• inşaat ustalığı. evimizde hiç eksik olmazdı. garibim babam harcın, fayansın, derz dolgusunun elinde oluşturduğu hasarı gidermek için kullanırdı. garip babam, çileli babam.
  • deri ayakkabılarımda kullanıyorum. boyamaktan çok daha etkili. boya derinin çatlamasına sebep olabiliyor. vazelinse tam tersi daha da yumuşatıyor. tozlandığında bezle silmeniz yeterli, boyamadan uzun süreler kullanabilirsiniz. kışlık ayakkabılarda su geçirmeyi de önlüyor.
  • kirmizi ojeyi silmeden once tum tirnaklara bolca surulur boylece parmaklariniz ya da tirnak kenarlariniz boyanmaz.
  • askerde dagda karda gorev yapacaksaniz goreve cikmadan bir gun once dikis yerleri basta olmak uzere o vazelini postallariniza bir guzel yedirir ve giyeceginiz ana kadar bekletirsiniz. postallarin su gecirmesini engeller.

    yani en azindan bir sure. sonra bir noktada illa "ulan soyle bi mayina mi bassam ayaklarim isinir" ya da "lan soyle bacaklarimdan mi vurulsam da yurumesem artik bu amina kodumun kar gorunumlu sivi seyinin icinde" oluyor istemsizce.
  • saçı boyamadan önce boyanın temas edebileceği alın, kulak, ense gibi yerlere vazelin sürmek olası kötü görüntüyü engeller. ben de boya olsam o vıcık yapışkan şeye musallat olmak istemem zaten.
  • davetsiz misafir sincap kaydırıcı olarak vazelin kullanımı:
    https://www.youtube.com/watch?v=lhx7c_fazgg

    edit: kurbağa linkleri yeniden sincaplamaca...
    https://www.facebook.com/…/videos/2244416985647841/
  • adamın biri bir motorsiklet almış.

    satıcı adama bir kutu vazelin hediye ederek; “yağmurlu havalarda bunu metallere sür, pas yapmaz!” demiş ve adam motorunu göstermek üzere kız arkadaşıyla buluşmuş.
    akşama doğru kız; “gel seni bize götürüp ailemle tanıştırayım, hem de akşam yemeği yeriz!” teklifinde bulunmuş. bulunmuş ve bir de hatırlatmada bulunmuş:
    “yalnız dikkat et, bizim evde yemek yerken kimse konuşmaz. konuşan bulaşıkları yıkar..." diye uyarmış.
    adam 4 kişinin bulaşığından ne olacak diye düşünürken, eve girdiklerinde bir de ne görsün, dağ taş her yer bulaşık...

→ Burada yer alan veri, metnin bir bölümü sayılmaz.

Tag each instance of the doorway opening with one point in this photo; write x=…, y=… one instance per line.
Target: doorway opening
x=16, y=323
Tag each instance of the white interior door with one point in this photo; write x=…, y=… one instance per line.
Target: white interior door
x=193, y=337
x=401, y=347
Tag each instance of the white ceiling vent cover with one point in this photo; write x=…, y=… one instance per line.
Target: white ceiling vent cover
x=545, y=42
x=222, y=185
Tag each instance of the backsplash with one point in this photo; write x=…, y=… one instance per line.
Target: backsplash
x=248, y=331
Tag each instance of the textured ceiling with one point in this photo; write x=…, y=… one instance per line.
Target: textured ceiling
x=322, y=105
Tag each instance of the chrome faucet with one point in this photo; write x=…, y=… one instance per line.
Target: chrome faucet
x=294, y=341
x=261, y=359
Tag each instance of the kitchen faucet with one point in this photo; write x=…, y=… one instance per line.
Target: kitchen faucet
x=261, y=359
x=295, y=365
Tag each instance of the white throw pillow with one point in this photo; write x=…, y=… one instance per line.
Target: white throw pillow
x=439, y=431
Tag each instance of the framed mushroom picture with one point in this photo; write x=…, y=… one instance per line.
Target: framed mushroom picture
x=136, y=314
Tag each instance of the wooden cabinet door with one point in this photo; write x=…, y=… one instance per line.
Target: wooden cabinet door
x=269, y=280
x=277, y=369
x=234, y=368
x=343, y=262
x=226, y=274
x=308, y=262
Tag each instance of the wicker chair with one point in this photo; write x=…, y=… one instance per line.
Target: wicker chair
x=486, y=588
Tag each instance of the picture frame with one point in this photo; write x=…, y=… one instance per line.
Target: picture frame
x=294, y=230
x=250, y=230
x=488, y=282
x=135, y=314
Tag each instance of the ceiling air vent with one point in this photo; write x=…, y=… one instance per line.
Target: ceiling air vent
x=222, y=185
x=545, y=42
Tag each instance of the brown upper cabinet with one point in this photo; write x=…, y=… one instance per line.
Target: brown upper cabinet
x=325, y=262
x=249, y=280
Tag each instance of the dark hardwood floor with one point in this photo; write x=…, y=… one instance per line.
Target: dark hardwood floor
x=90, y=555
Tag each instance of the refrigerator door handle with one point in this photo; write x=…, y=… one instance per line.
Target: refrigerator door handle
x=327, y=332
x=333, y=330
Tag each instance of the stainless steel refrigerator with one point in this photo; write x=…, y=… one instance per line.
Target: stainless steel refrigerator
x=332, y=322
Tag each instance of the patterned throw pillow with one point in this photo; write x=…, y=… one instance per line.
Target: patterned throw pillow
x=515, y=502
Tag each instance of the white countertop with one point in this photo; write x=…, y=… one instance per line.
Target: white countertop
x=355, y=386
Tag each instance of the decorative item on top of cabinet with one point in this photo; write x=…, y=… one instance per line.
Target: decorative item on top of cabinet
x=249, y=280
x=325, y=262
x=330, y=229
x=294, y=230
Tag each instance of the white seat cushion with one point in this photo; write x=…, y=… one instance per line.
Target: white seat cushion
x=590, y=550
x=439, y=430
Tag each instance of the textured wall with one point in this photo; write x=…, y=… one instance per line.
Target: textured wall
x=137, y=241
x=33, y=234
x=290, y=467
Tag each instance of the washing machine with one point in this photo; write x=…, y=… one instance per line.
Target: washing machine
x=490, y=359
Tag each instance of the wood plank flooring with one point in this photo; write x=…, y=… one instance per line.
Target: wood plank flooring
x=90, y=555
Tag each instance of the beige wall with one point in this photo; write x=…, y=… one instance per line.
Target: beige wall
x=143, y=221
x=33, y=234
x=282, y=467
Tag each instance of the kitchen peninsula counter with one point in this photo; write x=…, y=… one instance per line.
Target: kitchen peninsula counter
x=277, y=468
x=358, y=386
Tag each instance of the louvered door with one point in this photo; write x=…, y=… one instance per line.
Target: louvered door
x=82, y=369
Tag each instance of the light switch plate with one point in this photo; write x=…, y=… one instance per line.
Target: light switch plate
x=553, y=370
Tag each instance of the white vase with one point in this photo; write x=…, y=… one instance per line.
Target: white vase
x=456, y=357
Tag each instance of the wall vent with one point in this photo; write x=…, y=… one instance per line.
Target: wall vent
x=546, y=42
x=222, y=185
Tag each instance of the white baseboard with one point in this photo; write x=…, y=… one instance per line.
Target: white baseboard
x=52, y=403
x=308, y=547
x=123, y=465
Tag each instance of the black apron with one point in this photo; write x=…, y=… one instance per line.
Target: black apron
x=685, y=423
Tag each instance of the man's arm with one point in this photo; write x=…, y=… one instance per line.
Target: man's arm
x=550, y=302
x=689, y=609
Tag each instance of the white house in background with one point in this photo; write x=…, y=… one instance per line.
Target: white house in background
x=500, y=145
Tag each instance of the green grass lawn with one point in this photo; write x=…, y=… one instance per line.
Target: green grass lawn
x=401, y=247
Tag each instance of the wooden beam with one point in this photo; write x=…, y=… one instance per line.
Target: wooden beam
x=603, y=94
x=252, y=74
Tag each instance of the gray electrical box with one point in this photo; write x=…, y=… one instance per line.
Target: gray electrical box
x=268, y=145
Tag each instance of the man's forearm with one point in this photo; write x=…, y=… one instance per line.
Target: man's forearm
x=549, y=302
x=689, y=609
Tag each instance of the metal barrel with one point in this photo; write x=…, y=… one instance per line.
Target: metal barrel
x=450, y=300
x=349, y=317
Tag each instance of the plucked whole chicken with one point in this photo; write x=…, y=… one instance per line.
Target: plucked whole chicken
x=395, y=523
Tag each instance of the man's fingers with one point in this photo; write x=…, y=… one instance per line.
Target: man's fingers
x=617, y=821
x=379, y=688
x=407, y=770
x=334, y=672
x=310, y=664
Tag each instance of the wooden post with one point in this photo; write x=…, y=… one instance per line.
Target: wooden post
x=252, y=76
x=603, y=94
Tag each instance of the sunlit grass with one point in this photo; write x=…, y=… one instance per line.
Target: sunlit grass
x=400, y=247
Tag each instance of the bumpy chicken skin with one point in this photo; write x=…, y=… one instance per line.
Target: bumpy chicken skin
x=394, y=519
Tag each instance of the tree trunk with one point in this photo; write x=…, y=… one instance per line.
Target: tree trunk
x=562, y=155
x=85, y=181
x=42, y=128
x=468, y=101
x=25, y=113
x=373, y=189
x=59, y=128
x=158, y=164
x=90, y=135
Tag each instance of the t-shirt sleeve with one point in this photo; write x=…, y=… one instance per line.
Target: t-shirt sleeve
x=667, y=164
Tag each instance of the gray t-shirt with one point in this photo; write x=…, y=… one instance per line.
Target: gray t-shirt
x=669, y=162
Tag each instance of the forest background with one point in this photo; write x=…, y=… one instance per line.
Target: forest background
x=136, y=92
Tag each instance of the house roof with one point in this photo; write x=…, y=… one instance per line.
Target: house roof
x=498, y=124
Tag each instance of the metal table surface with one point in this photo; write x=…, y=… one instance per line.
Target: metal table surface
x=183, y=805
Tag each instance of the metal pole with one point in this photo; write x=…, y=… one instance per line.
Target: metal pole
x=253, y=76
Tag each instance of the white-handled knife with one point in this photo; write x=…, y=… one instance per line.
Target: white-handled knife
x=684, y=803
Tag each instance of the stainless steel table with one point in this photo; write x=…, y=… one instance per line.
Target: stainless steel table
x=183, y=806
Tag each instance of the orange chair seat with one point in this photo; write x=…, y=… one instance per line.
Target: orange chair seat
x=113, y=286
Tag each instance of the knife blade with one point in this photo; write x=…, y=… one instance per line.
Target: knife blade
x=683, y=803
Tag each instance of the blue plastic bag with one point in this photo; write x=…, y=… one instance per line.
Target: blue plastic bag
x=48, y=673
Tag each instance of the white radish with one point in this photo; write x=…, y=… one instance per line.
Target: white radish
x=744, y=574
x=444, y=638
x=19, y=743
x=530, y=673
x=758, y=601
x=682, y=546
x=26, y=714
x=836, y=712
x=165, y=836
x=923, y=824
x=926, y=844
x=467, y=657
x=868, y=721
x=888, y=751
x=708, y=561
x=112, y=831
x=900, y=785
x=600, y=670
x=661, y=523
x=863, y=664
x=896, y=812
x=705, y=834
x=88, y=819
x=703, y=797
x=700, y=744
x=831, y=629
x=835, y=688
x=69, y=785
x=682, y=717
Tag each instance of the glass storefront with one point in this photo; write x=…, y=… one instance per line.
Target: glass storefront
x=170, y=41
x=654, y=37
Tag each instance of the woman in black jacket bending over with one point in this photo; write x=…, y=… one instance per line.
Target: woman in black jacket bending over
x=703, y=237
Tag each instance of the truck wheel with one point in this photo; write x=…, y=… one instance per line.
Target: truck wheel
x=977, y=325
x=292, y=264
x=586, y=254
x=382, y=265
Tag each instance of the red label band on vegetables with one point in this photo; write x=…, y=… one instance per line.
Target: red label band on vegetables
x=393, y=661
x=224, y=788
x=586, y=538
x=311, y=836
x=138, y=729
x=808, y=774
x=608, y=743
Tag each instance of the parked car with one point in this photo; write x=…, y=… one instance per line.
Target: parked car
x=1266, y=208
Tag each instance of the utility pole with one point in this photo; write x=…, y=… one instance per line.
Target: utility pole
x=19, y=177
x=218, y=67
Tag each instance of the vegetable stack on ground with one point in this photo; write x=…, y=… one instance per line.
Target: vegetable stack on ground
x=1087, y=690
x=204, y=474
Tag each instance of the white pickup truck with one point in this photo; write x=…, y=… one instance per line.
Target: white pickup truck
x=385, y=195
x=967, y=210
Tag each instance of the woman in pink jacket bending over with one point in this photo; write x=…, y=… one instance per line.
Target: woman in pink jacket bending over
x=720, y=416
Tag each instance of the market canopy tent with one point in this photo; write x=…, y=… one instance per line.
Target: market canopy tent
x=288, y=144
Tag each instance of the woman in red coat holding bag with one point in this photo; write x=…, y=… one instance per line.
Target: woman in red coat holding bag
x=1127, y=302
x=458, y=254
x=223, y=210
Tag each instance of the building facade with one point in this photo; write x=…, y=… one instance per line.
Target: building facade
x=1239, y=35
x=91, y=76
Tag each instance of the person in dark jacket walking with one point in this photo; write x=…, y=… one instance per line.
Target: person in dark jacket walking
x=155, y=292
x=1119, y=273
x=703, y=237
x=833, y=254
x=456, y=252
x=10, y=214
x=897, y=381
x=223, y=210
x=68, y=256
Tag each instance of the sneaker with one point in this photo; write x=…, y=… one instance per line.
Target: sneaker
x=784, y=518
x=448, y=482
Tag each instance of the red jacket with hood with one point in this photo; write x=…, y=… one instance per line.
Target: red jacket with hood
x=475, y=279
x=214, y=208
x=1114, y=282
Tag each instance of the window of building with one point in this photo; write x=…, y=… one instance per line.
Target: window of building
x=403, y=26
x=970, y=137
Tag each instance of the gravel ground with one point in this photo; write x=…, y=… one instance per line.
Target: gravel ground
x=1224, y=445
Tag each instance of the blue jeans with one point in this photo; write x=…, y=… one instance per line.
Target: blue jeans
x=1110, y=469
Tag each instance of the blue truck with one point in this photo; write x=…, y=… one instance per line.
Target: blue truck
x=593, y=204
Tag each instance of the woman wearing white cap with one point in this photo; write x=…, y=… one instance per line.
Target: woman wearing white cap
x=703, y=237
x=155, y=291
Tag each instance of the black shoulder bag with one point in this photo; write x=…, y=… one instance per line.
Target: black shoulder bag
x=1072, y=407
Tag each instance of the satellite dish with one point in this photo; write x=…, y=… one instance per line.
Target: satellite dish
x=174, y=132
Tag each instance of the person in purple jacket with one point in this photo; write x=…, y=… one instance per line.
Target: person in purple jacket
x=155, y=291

    “ulan bir konuşursak yandık!” demiş...

    yemek yerken aklına;

    "ben simdi bu kızın elini tutsam kimse bir şey diyemez" fikri gelmiş. kızın elini tutmuş, kimseden çıt yok. bir de öpeyim demiş, öpmüş, gene çıt yok...
    ulan ben bununla bu işi burada pişireyim diye aklından geçirmiş ve akabinde herkesin gözü önünde, o işi halletmiş. hayret, gene kimsede çıt yok, tık yok...
    adam iyice pişkinliğe vurup “yahu bunun anası da güzelmiş!” deyip, onunla da yatmış... gene çıt yok.. hiçbir şey olmanmış gibi, herkes kendi havasında.
    tam bu sırada dışarıda gök gürleyip yağmur yağmaya başlamış.

    bizimki motoru paslanmasın diye aldığı vazelini cebinden çıkardığı anda kızın babası bağırarak ayağa fırlamış...

    "tamam tamam, koy onu yerine bulaşıkları ben yıkarım"
  • yavruyken büyüme sürecinde, büyüdüklerinde ise zarar görmemesi ve çatlamaması için ördeklerimin ayaklarına sürüyorum.

    özellikle perde bölgesi bebekken oldukça hassas olduğundan, ufak bir taş veya sivri cisim batsa bile kanayabilir ve enfeksiyon kapabilir. bu nedenle süreceğimiz vazelin ördeklerimizin daha mutlu ve sağlıklı adımlar atabilmesine yardımcı oluyor.

    parlak ve turuncu ayaklarını sevdiklerim…
  • ayakları mükemmel derecede yumuşatmak için kullanılır.

    özellikle topuklu ayakkabı ayağın bazı yerlerini sert yapar, nasır gibi deriyi kalınlaştırır. bunların geçmesi için kendisi acayip güzel bir yardımcıdır.

    edit: anlatım bozukluğu düzeltildi.
  • dövme yaptırdıktan sonra duşa girecekseniz dövmelerin üzerine bir tabaka şeklinde sürün ki yeni dövmeler su ile temas etmesin.